Hi Gregor,

I have had some more time to think about this issue.

In an ideal world the combination of genus and specific epithet should map to one concept.

I believe that was Linnaeus's original intent.

Unfortunately the current system seems to have strayed from this original goal.

Also, it was unanticipated that changes in phylogenetic thinking would cause as many changes to the "identifier: or name for a given species.

Dima and I came up with the somewhat strange URI's for name strings so we could look at ways to connect some sort of species concept to the various names in the GNI.

The GNI itself does not always know what kind of thing a given name string represents.

It also does not know if a given name string is valid or not.

The GNI needs some additional parts to make sense of these. I will leave it to others to describe those additional parts.

After looking through a large set of species related publications etc. it is clear that the vast majority of information sources only list the genus and specific epithet.

To make sense of those and do entity extraction etc. I think the following service would be useful.

You have a name, lets say Duplictus annoyii.

To get information about what that name might be you reference a semantic web service using a URL form of the name.

http://example.org/names/Duplictus_annoyii

If you a human using a web browser this will return a page that lists all the things it might be.

Kingdom Animalia Duplictus annoyii Schmoe 1886 => appears in database in X, Y, Z
Kingdom Animalia Duplictus annoyii Schmoe 1886 sec Thomas 1920 => appears in database in A, I, P
Kingdom Plantae   Duplictus annoyii Carefulnot => appears in database M

If there are no exact matches it could return:

Similar Name Strings
Kingdom Animalia Duplictus annoyi Schmoe 1886 => appears in database in X, Y, Z
Kingdom Plantae   Duplictus annous Carefulnot  => appears in database in A, I, P
Kingdom Plantae   Duplictus annous Carefulnot  => appears in database M
Kingdom Plantae   Duplicta  annous (Carefulnot)  => appears in database in X, Y, Z

A semantic web program would receive an RDF version of the information above and could use various heuristics to determine which are the most likely full names.

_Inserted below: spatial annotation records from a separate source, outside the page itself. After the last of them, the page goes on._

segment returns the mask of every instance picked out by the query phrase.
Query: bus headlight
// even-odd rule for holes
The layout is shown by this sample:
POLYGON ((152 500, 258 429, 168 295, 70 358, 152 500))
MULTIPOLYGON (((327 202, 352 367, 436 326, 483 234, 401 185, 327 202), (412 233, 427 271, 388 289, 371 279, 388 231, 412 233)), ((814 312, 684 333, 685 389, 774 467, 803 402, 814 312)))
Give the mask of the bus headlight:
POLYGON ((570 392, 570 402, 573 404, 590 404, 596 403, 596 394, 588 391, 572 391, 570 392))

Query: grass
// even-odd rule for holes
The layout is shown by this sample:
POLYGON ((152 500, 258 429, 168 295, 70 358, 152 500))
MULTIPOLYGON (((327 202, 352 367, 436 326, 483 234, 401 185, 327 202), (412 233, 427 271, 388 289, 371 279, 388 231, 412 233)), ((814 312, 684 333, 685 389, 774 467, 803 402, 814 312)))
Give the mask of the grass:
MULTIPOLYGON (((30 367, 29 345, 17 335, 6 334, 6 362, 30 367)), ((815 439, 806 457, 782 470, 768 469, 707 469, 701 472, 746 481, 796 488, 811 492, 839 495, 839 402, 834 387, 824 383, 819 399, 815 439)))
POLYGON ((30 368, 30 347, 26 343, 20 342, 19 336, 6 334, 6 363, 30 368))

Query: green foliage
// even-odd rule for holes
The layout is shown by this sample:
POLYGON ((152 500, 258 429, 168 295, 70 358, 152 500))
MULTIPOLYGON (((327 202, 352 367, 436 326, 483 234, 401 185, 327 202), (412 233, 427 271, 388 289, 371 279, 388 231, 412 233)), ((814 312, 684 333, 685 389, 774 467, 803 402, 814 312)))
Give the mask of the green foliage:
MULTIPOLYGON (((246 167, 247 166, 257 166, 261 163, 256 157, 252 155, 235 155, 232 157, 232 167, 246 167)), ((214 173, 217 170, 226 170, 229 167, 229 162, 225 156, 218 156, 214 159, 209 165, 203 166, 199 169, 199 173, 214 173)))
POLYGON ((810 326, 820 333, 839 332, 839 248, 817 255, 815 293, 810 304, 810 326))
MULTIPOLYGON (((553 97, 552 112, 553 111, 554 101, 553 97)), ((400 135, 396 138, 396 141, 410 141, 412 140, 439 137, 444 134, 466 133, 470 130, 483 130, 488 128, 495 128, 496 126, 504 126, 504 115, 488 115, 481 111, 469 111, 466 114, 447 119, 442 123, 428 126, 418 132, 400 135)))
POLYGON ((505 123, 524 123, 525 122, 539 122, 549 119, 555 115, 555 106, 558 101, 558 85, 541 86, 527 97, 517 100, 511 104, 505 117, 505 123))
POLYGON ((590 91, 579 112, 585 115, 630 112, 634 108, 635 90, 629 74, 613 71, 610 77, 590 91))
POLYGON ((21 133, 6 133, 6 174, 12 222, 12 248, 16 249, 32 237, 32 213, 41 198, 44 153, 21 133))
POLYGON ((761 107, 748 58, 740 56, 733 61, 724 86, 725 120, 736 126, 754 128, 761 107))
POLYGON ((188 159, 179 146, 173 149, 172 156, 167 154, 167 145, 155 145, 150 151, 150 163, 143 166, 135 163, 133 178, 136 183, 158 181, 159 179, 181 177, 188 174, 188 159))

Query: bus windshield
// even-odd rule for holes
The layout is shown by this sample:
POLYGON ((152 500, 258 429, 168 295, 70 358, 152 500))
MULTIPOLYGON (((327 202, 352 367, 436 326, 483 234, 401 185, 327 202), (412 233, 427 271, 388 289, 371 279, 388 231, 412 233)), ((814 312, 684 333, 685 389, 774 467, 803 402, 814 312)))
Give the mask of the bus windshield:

Eventually the service could also include opinions about which name variants are valid and which are not.

Felis concolor => Felis concolor Linnaeus 1771

"Valid" names would include properly formed synonyms so Felis concolor would return Felis concolor Linnaeus 1771.

The associated URLs for each of these forms would be

HTML Page http://example.org/names/Duplictus_annoyii.html

RDF Page http://example.org/names/Duplictus_annoyii.rdf

This service would help map a given genus specific epithet combination to possible full scientific names with authorship.

You would need an additional even more opinionated web service that would tell you what the most current full name is for a given scientific name with authorship.

One that recognizes that "Felis concolor Linnaeus 1771" is a older synonym for "Puma concolor (Linnaeus, 1771)"

In GNUB / GNITE these two URI's could be considered reconciliation groups.

http://example.org/recgroups/Animal/Felis_concolor    => PrefName:""Felis concolor Linnaeus 1771"
http://example.org/recgroups/Animal/Puma_concolor   => PrefName:"Puma concolor (Linnaeus, 1771)"

This allows a different service or different groups to make statements about these.

http://example.org/recgroups/Animal/Felis_concolor olderSynonymFor  http://example.org/recgroups/Animal/Puma_concolor 

or 

http://example.org/recgroups/Animal/Felis_concolor isBasionymOf http://example.org/recgroups/Animal/Puma_concolor 

Note that this system allows for different groups to make different an potentially conflicting statements about the different reconcillation groups.

These different statements are from different groups so can assigned to different "graphs"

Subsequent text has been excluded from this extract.